The parameters using the foramina for the mandibular nerve showed more significant differences between groups in both genders. This study's results showed that the lengths of Ov-MTF, MDF-MTF, and Ov-MDF were significantly shorter in the Class II group than in the Class I and Class III groups. Shorter lengths from the Ov to the MTF may be attributable to the small and retrognathic mandible of Class II patients. This relationship was also established in the correlation analysis, which presented a high correlation (r = 0.895) between the Ov-MTF length and the mandibular length (Co-Pog). The planes of Ov-MDF and Ov-MTF showed greater obtuse angles to the FH plane in Class II than in Class III. These findings indicate that the MDF and the MTF are probably located further backward in Class II patients with a retrognathic mandible. The MDF-MTF to FH plane angle was greater in Class II than in the other groups, and because this parameter showed high correlation with the mandibular plane angle (r = 0.716), Class II patients with a high angle (hyperdivergence) may be expected to have a steeper mandibular canal. However, unlike other parameters, the Ov-MDF-MTF angle was not significantly larger in Class III than in the other groups, although the Class III female group showed a larger gonial angle. Correlation analysis also presented a relatively low correlation (r = 0.345) between these two parameters. This mismatch between Ov-MDF-MTF angle and the mandibular shape represented by the gonial angle may be caused by superficial bone remodeling that may occur in the posterior region of the mandibular ramus due to the action of masticatory muscles.

Figure 5 shows representative examples of the skeletal Class II and Class III facial types. Notably, the IF and MTF are located at different positions depending on the skeletal morphology. With the results of this study we anticipate future application of new foramina-based parameters in analysis of skeletal malocclusion and in evaluation of the outcomes of orthopedic or surgical treatment. The present study examined only the parameters constructed by the landmarks itself, but additional 3D parameters constructed by projected points onto the three reference planes may be helpful for 3D analysis. The present study was conducted on adult patients, and studies on growing children may have yielded different results. Future studies will be required to identify longitudinal change patterns in these new parameters during the growth period and to compare them to the conventional cephalometric parameters. To date, cephalometric radiography has provided very useful data to establish treatment plans and evaluate treatment outcomes. Although the foramina-based parameters cannot replace 2D conventional cephalometric analysis in daily practice, these landmarks may be helpful in the research on the craniofacial growth and may be the key to early prediction of skeletal malocclusion.
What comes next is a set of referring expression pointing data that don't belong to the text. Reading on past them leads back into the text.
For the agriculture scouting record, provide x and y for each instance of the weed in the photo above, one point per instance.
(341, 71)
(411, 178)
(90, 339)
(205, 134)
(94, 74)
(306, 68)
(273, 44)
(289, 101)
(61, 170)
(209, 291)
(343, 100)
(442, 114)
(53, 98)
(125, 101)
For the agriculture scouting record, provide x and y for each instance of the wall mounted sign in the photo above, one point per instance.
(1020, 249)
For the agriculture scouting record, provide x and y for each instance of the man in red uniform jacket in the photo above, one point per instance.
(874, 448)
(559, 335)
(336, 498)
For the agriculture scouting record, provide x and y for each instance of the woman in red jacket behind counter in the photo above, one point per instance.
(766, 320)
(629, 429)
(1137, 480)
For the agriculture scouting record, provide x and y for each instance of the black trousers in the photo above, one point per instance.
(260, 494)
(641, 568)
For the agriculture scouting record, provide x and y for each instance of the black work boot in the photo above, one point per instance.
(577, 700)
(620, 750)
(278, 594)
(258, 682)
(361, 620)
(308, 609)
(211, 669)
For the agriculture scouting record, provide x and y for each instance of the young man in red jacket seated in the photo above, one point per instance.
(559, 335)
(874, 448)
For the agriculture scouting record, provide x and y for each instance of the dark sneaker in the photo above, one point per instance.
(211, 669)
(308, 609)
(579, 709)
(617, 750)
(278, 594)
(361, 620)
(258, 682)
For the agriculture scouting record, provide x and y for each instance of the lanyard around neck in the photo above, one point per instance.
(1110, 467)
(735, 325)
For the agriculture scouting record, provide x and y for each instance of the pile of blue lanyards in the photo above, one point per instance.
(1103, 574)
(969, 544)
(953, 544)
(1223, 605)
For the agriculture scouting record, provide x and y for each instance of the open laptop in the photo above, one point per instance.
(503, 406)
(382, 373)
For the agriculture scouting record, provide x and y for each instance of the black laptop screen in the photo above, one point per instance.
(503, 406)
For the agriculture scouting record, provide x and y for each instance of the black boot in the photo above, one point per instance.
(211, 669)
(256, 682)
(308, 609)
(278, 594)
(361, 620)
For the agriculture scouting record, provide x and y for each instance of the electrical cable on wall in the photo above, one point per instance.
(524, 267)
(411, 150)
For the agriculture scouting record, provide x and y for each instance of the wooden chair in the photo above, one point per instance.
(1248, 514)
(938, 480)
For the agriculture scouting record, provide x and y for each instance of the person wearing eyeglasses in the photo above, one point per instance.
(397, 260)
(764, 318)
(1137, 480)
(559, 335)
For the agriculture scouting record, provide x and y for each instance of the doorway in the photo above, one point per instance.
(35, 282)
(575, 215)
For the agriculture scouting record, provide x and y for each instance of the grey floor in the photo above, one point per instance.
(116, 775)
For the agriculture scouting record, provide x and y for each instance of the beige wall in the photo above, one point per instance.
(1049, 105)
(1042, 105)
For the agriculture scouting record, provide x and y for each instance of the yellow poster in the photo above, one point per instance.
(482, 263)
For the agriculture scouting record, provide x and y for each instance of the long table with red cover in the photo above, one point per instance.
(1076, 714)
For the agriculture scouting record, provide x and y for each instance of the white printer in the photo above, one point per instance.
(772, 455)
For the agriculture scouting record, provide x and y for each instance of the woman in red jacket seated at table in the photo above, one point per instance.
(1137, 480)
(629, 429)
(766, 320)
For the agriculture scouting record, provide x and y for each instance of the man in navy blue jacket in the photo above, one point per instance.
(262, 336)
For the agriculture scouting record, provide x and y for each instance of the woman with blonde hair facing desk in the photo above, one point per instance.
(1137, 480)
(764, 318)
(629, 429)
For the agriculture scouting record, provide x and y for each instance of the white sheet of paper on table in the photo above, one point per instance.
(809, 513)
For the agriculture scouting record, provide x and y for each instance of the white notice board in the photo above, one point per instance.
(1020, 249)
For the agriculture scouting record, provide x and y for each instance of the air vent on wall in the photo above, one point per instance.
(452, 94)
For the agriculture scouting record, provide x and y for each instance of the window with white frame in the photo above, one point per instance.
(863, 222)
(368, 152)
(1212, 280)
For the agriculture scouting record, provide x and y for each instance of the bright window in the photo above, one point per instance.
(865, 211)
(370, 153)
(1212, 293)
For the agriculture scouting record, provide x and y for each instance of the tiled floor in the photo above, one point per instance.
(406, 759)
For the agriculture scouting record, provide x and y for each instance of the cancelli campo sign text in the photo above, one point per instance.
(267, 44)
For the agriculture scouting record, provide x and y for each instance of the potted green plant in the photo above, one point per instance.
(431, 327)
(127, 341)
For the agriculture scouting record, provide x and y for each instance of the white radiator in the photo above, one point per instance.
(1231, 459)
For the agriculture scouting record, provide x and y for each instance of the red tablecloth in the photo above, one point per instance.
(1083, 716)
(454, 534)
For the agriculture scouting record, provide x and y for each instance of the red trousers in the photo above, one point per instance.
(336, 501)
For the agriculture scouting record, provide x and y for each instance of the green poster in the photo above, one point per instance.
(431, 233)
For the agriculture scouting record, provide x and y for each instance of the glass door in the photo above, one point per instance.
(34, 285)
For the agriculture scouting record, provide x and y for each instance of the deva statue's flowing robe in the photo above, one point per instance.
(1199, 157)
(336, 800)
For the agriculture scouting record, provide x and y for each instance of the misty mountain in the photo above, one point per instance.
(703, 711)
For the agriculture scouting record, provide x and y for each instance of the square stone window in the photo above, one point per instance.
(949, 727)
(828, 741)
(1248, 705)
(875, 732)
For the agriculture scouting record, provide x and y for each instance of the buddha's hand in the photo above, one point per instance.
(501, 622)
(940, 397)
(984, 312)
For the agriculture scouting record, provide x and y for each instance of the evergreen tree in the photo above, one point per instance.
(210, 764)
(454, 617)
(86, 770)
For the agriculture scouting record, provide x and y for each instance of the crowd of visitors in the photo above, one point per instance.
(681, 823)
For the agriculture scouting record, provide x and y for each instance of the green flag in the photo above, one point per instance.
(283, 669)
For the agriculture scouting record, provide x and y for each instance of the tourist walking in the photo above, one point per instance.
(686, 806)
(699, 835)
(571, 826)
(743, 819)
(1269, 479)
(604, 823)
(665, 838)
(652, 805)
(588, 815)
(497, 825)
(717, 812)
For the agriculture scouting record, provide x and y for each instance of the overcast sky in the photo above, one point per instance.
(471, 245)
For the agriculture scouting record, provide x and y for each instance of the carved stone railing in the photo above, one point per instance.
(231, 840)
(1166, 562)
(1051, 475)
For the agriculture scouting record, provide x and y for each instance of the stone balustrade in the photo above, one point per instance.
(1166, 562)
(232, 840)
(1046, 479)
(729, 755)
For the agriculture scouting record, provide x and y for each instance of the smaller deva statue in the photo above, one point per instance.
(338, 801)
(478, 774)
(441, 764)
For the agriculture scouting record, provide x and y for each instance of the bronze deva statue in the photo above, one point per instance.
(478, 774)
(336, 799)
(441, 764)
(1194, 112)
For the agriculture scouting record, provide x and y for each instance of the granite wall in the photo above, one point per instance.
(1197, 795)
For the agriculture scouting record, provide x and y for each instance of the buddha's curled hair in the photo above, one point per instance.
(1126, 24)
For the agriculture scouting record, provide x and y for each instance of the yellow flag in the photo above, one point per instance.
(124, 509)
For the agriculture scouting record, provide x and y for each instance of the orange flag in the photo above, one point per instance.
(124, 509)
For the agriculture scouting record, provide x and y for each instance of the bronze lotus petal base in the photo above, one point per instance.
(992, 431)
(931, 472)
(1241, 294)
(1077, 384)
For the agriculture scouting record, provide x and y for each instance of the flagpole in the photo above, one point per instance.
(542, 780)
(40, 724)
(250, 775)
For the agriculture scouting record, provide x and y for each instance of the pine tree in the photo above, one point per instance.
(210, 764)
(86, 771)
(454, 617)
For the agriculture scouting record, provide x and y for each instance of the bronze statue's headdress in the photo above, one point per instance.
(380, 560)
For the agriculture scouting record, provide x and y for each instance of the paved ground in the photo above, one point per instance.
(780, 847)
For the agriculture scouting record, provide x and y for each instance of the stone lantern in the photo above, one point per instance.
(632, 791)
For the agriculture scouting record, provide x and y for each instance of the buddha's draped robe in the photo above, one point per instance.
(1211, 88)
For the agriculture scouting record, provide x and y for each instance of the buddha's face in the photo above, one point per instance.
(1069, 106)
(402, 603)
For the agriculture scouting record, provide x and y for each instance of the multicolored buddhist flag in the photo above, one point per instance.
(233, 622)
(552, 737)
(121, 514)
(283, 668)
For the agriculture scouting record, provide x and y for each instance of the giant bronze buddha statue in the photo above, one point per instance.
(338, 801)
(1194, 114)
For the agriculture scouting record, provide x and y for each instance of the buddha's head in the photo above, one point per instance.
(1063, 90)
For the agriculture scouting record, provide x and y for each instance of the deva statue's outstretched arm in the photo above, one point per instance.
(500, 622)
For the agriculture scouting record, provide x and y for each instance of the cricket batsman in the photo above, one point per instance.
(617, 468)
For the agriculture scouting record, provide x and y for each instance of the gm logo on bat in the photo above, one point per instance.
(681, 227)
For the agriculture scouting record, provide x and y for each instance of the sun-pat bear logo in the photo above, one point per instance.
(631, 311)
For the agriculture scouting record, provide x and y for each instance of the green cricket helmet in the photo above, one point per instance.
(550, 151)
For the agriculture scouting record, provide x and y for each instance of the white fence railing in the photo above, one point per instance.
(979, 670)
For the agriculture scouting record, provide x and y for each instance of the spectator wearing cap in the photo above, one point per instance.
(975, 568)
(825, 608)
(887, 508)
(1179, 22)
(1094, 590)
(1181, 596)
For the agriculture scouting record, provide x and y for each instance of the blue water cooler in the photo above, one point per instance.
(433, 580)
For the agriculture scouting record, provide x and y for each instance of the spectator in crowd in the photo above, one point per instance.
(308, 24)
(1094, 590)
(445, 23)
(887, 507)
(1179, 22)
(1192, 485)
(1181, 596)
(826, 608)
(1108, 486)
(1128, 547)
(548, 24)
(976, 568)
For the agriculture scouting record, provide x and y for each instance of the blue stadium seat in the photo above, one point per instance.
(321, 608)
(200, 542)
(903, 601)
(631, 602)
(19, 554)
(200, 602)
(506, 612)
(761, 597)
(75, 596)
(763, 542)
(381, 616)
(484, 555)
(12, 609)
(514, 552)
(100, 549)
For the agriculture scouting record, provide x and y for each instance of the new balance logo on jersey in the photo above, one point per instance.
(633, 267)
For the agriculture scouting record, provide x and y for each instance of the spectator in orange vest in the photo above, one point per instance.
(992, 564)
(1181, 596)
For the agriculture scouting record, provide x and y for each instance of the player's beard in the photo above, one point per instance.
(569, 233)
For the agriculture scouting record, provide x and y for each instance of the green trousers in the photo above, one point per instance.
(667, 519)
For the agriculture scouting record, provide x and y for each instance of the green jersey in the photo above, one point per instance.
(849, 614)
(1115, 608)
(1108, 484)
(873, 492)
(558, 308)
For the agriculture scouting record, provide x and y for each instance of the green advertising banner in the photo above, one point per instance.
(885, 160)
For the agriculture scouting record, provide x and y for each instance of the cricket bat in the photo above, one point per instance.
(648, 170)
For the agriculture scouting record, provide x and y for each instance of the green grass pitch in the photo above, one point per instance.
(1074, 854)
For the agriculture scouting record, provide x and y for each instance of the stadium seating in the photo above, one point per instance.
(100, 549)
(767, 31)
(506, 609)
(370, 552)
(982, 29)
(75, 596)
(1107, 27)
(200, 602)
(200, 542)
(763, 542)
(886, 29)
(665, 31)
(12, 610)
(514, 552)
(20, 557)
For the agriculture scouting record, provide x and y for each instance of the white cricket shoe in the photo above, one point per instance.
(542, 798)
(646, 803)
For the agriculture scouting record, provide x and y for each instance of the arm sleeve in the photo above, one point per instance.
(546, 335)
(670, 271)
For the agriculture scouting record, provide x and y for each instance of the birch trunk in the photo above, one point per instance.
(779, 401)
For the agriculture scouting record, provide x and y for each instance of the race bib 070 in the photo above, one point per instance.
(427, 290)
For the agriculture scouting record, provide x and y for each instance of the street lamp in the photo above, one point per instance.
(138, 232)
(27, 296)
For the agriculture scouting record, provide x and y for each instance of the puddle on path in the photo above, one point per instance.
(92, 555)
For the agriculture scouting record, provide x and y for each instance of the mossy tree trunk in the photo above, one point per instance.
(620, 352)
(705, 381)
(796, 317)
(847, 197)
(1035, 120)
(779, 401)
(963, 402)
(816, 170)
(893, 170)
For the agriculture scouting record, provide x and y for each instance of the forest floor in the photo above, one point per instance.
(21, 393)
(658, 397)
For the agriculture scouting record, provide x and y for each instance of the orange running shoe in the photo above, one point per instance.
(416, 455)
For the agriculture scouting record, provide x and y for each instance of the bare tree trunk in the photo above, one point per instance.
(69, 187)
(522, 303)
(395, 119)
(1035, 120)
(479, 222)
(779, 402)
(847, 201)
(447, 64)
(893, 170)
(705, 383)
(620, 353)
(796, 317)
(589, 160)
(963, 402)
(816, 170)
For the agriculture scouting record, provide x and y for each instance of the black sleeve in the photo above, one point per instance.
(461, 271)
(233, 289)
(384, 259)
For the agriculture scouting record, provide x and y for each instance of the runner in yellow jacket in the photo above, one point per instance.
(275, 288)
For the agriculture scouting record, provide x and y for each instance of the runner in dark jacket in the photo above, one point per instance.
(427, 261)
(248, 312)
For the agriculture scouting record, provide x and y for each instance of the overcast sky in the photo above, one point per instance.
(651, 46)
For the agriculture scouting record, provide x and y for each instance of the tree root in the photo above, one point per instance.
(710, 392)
As mentioned by some previous researchers who used the foramina as landmarks for the evaluation of skeletal asymmetry,929 these parameters using the nerve foramina may have the potential to be used for certain analysis, such as maxillary and/or mandibular asymmetry, transverse discrepancy, vertical discrepancy, and sagittal discrepancy as well.

The results of this study suggest that the foramina of the trigeminal nerve can be used for supplemental analysis in addition to conventional skeletal landmarks on the CBCT images.